On Thursday, White House spokesman Jay Carney noted that the U.S. is on track to double its renewable energy production in 2012, but it will require commitment in the U.S. to grow.

"We have a choice to make as a nation, because we will be buying renewable energy products, you know, whether it's wind, biofuel, solar, whether alternative -- rather, you know, advanced battery technology, we're going to be buying that stuff. Do we want to buy it with a stamp on it that says 'Made in America' or are we going to buy it from the Chinese or from other countries?" Carney asked. 

"We have to be aggressive in competing in the global economy. And, you know, high-tech clean-energy industries are going to be key to winning this century economically."

But Republicans balk at claims that the Obama administration can decide which companies are winners or losers, and questioned a plan to approve $10 billion more in loans before the stimulus program expires.

"Solar panels have been subsidized by the federal government. States' governments are also subsidizing or giving taxpayers write-off on their tax return. And yet, these solar panels cannot make it in the competitive world without all these subsidies. And even with them, China is flooding the market with this cheap labor and the solar panels just don't make sense," House Energy and Commerce Oversight and Investigations Subommittee Chairman Cliff Stearns R-Fla., told Fox News.

"So I think the administration is on this fervent religion of green jobs and clinging to the idea that solar panel is the answer and it is not the answer," he said.

Another winner of stimulus who ultimately lost is Mountain Plaza Inc. Despite declaring bankruptcy in 2003, the company received $424,000 from the Tennessee Department of Transportation as part of a grant aimed at installing "truck stop electrification" systems that allow idling truckers to plug-in during extended stops and turn off their exhaust-belching, environment polluting diesel engines. 

Mountain Plaza had filed for bankruptcy protection again in June 2010. TDOT, which received a $2 million stimulus grant from the Environmental Protection Agency for the project, said it didn't learn about the bankruptcy until October, but it is closely monitoring the project.

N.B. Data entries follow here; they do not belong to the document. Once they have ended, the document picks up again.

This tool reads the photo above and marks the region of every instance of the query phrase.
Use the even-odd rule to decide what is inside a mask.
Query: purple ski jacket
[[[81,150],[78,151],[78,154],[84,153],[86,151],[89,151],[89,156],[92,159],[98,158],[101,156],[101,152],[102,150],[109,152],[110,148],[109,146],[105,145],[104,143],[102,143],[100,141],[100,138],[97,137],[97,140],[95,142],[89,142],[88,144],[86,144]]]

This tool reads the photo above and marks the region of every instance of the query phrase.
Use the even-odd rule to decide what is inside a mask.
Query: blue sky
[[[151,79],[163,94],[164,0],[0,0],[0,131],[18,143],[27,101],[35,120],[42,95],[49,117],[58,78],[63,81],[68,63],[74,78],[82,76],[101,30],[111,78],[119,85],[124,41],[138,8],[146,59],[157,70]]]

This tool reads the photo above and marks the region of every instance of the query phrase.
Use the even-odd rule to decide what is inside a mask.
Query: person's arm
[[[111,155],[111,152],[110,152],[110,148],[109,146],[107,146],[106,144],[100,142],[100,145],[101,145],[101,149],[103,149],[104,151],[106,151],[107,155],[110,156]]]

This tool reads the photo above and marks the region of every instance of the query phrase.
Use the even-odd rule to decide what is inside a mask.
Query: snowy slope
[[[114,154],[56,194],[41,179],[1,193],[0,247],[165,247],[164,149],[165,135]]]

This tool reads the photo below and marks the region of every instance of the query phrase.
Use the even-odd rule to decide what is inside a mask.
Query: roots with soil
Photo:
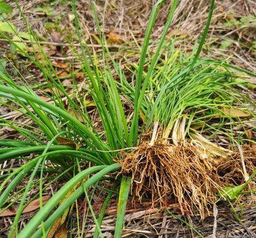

Elsewhere, Olsen's Crop Service and Olsen's Mills Acquisition Co. also failed despite Olsen's Mills receiving $10 million to increase employment, add equipment and machinery, refinance existing debts and work capital for operations and acquire land. The payout -- part of a $64 million package to nine rural businesses in Wisconsin for economic development loan assistance -- was delivered in January 2010, after Olsen's Mills filed for bankruptcy protection for defaulting on a $60 million bank loan.